Search code examples
regexregex-groupregex-greedy

Repeated capture group and lazy issue


I want to capture "foo" and any occurrence of "bar". Plus, I need to ignore any string between them and bar is optional.

Example text:

foo ignoreme barbarbar
foo ignoreme bar
foo ignoreme 
foo something abcbar

Expected:

foo barbarbar
foo bar
foo
foo bar

A tried with this regex :

(foo)(?:.*)((?:bar)*)

But the .* capture all the end of the string:

foo
foo
foo
foo

So I changed it to lazy to stop the capture:

(foo)(?:.*?)((?:bar)*)

I almost got the same result, only foo is captured.

It seems it stop the capture to early, however, this almost works:

(foo)(?:.*?)((?:bar)+)

foo barbarbar
foo bar
<miss third line>
foo bar

But it misses the third line because the pattern "bar" must appear one time. Example here https://regex101.com/r/NIUPew/1

Any idea from a regex guru?
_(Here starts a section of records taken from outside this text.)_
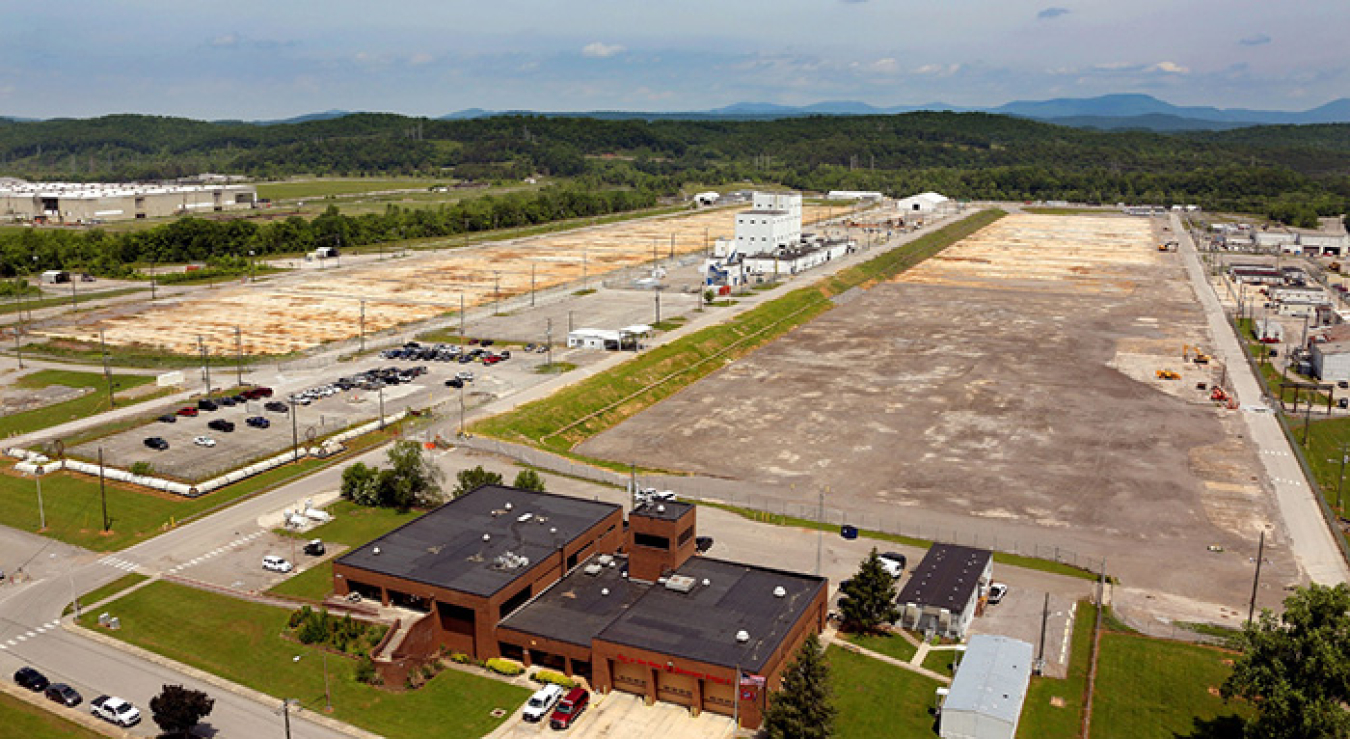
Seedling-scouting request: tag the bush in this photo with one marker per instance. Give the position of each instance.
(504, 666)
(550, 677)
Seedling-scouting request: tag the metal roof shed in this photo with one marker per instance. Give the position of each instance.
(988, 689)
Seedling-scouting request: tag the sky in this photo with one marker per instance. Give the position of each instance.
(251, 60)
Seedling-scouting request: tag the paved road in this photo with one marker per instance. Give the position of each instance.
(1311, 538)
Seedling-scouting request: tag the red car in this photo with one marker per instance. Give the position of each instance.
(569, 708)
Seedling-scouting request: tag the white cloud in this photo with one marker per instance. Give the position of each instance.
(1171, 68)
(598, 50)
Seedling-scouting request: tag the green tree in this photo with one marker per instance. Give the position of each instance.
(1295, 669)
(868, 597)
(477, 477)
(177, 709)
(528, 480)
(803, 707)
(361, 484)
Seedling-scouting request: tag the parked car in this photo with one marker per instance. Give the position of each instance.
(30, 678)
(62, 693)
(893, 562)
(569, 708)
(542, 703)
(116, 711)
(996, 592)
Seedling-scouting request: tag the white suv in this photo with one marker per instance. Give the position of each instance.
(542, 703)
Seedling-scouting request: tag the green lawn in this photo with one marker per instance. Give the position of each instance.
(878, 700)
(80, 407)
(107, 591)
(1152, 688)
(940, 661)
(242, 642)
(19, 720)
(891, 645)
(1053, 707)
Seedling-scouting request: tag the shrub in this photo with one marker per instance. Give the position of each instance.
(555, 678)
(504, 666)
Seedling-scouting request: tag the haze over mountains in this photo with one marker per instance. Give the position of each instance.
(1107, 112)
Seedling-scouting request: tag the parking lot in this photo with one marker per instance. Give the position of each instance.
(1002, 392)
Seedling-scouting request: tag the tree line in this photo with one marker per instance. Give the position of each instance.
(226, 242)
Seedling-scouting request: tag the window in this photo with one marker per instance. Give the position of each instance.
(651, 541)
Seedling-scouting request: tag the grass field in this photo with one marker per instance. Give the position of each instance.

Thanks!


Solution

  • You can move the repeated capturing group into the non-capturing group while making that group optional:

    (foo)(?:.*?((?:bar)+))?
    

    See the regex demo.

    Details:

    • (foo) - Group 1: foo
    • (?:.*?((?:bar)+))? - an optional non-capturing group that will be tried at least once (because ? is a greedy quantifier matching the quantified pattern one or zero times) to match
      • .*? - any zero or more chars other than line break chars as few as possible
      • ((?:bar)+) - Group 2: one or more bar char sequences.